Keine Details zum Sinneswandel

Jetzt kommt es anders, und so richtig vermag Nestlé den Sinneswandel nicht zu erklären. In Ludwigsburg seien „gewisse Arbeiten, die in Mainz nicht mehr durchgeführt werden konnten, fertig gestellt worden“, erklärt die Pressestelle in Frankfurt am Main. „Aber es war klar, dass das zeitlich beschränkt und endlich ist.“ Man habe für das Werk in Ludwigsburg schlicht keine Perspektive mehr gesehen.

Seit Jahrzehnten wird dort überwiegend Caro-Kaffee hergestellt, ein löslicher Ersatzkaffee aus Getreide. Aufgrund der veränderten Konsumgewohnheiten steige in Deutschland zwar die Nachfrage nach Kaffee und Kaffeemischgetränken, aber der Markt für Caro werde kleiner, so Nestlé. Die Folge: „Das Werk war längst nicht mehr ausgelastet.“

Die Marke Caro soll gerettet werden

Die Marke Caro soll trotzdem gerettet werden. In einer Mitarbeiterversammlung am Dienstag wurde erklärt, dass die Produktion nach Portugal verlagert wird. „Wir bedauern das zutiefst“, sagt der Ludwigsburger Oberbürgermeister Werner Spec. Damit ende die stolze Geschichte eines Unternehmens, das im 19. Jahrhundert dazu beigetragen habe, „dass Ludwigsburg wirtschaftlich und sozial wachsen und sich entwickeln konnte“.

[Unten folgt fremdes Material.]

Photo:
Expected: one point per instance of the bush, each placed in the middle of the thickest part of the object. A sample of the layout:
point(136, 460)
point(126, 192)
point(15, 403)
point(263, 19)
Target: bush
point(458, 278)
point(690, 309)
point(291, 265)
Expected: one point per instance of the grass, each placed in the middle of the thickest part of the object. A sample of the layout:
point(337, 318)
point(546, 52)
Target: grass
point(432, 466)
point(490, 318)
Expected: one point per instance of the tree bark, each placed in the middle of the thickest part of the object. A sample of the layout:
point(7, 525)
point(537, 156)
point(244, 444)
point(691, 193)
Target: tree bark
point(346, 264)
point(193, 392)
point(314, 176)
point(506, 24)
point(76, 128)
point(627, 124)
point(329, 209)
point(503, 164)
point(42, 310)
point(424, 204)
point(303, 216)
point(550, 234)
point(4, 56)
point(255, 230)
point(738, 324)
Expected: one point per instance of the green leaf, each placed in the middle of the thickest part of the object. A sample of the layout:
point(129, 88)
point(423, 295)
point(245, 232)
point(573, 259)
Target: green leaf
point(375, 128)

Die Hauptleidtragenden sind die Mitarbeiter, für die nun, so steht es in der Mitteilung, „sozialverträgliche Lösungen auf Basis eines Sozialplans gesucht“ werden. „Die beinhaltet auch die Prüfung von Beschäftigungsmöglichkeiten in anderen Nestlé-Standorten.“ Alexander Knoch, der Vorstand Technik der Nestlé AG, versichert: „Wir werden diese Maßnahmen verantwortungsvoll umsetzen.“

Beruhigen wird das Mitarbeiter, von denen viele seit Jahrzehnten in der Ludwigsburger Fabrik arbeiten, wohl nicht. Nestlé ist mit 413 Fabriken der größte Nahrungsproduzent des Planeten, aber nur zwölf davon befinden sich in Deutschland, am wenigsten weit entfernt sind die Standorte im rheinhessischen Osthofen und in Singen im südlichen Baden-Württemberg. Entsprechend düster ist die Atmosphäre auf dem Werksgelände. „Damit hat niemand gerechnet, die Leute sind total gefrustet“, sagt Hartmut Zacher, der als Regional-Geschäftsführer der Gewerkschaft Nahrung, Genuss, Gaststätten (NGG) an der kurzfristig anberaumten Mitarbeiterversammlung teilnahm. „Es ist ja nicht so, dass es Nestlé schlecht geht. Es geht hier um die Steigerung der Rendite durch Personalabbau.“ Das Argument, das Werk sei „unterausgelastet“, lässt er nicht gelten. „Dagegen hätte man ja etwas tun können. Hat man aber nicht.“

Das Gelände soll verkauft werden

Kalt erwischt hat die Nachricht auch Azra Kajić. „Ich bin noch in der Schockstarre und habe es noch nicht richtig realisiert“, sagt die 44-Jährige, die seit 23 Jahren in der Elektroabteilung des Werks arbeitet. „Wie soll ich das meinen beiden Kindern erklären?“ Immer sei sie stolz gewesen, bei Nestlé zu arbeiten, doch nun fühle sie sich hintergangen. Anlagenfahrer Thomas Göbbels arbeitet sogar schon 32 Jahre lang am Standort Ludwigsburg. „Ich habe gehofft, dass ich die 40 Jahre noch voll kriege“, sagt er und fragt sich, ob und wo er nun noch einmal eine Arbeit findet. Auch der 32-jährige Schichtleiter Jochen Amos ist fassungslos. „Wir fahren seit Monaten Top-Leistungen, unsere Kennzahlen sind super, dafür gab es auch immer Lob“, erzählt er und schluckt schwer, weil all das plötzlich nicht mehr zählen soll.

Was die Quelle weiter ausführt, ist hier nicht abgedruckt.